NEW YORK: Pop superstar Taylor Swift is back with a new dance-club beat—and a stone-cold warning that she is out for vengeance against an undisclosed person who crossed her.
The 27-year-old, who commands one of pop music’s most avid fan bases, on Friday released “Look What You Made Me Do,” the first single from her latest album “Reputation” which comes out on November 10.
Other than a duet with Zayn Malik for the erotic thriller “Fifty Shades Darker,” the song marks Swift’s first new music since her 2014 album “1989”—one of the top-selling works of the past decade.
Look What You Made Me Do picks up much where the Grammy-winning 1989 left off with Swift, who had her start strumming her own country songs, heading definitively in a pop direction.
The latest track goes beyond the bubble-gum melodies of 1989 to reach into house music, with Swift sounding like a club DJ as she repeatedly states sternly over the beat, “Oo, look what you made me do.”
One thing that she was apparently made to do —accept the fast-growing format of streaming.

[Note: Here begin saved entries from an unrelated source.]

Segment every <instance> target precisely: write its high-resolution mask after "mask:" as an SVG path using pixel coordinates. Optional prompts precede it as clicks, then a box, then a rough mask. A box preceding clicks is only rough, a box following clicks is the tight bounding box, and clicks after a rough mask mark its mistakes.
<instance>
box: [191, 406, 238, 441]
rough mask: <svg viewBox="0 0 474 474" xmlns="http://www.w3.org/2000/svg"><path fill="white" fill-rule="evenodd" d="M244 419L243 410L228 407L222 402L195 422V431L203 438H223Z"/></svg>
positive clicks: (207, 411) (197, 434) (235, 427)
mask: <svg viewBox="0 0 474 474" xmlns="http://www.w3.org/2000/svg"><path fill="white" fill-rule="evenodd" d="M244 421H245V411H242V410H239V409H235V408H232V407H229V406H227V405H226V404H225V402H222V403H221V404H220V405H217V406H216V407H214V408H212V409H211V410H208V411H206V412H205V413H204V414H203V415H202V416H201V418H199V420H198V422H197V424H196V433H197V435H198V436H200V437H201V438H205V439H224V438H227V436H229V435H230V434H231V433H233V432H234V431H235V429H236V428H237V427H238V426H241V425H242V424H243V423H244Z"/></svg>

Swift made waves in the music industry by refusing to stream 198 as she accused leading platform Spotify of short-changing artists.
She ended her boycott in July and her new track appeared on major platforms including Spotify.
‘I don’t like you’
Look What You Made Me Do opens with unadulterated anger against an unnamed villain.
“The role you made me play, the fool / No, I don’t like you / I don’t like your perfect crime,” she sings.
Her fans immediately speculated online as to the target of Swift’s ire—if the song, like much of her previous work, is indeed autobiographical.
One likely candidate is rapper Kanye West. He outraged Swift with a song last year in which he boasted that he may be able to get her to bed because “I made that bitch famous” – an apparent reference to how he interrupted her acceptance speech at the 2009 MTV Video Music Awards.
In supporting evidence for the Kanye theory, the new song ends with a mock call in which Swift says, “the old Taylor can’t come to the phone right now… because she’s dead.”
The fourth most followed person on Twitter and fifth on Instagram, she reinforced the idea of a fresh start by wiping clean her social media accounts in recent days, instead posting images of snakes showing their fangs.
While cultivating her image as a fearless fighter, Swift—whose country roots have endeared her to conservative swathes of the United States— has steered clear of political commentary at a time of intense divisions in the country.
Her non-partisanship is increasingly rare in the entertainment world—and a marked contrast to her sometime rival Katy Perry, an outspoken critic of President Donald Trump.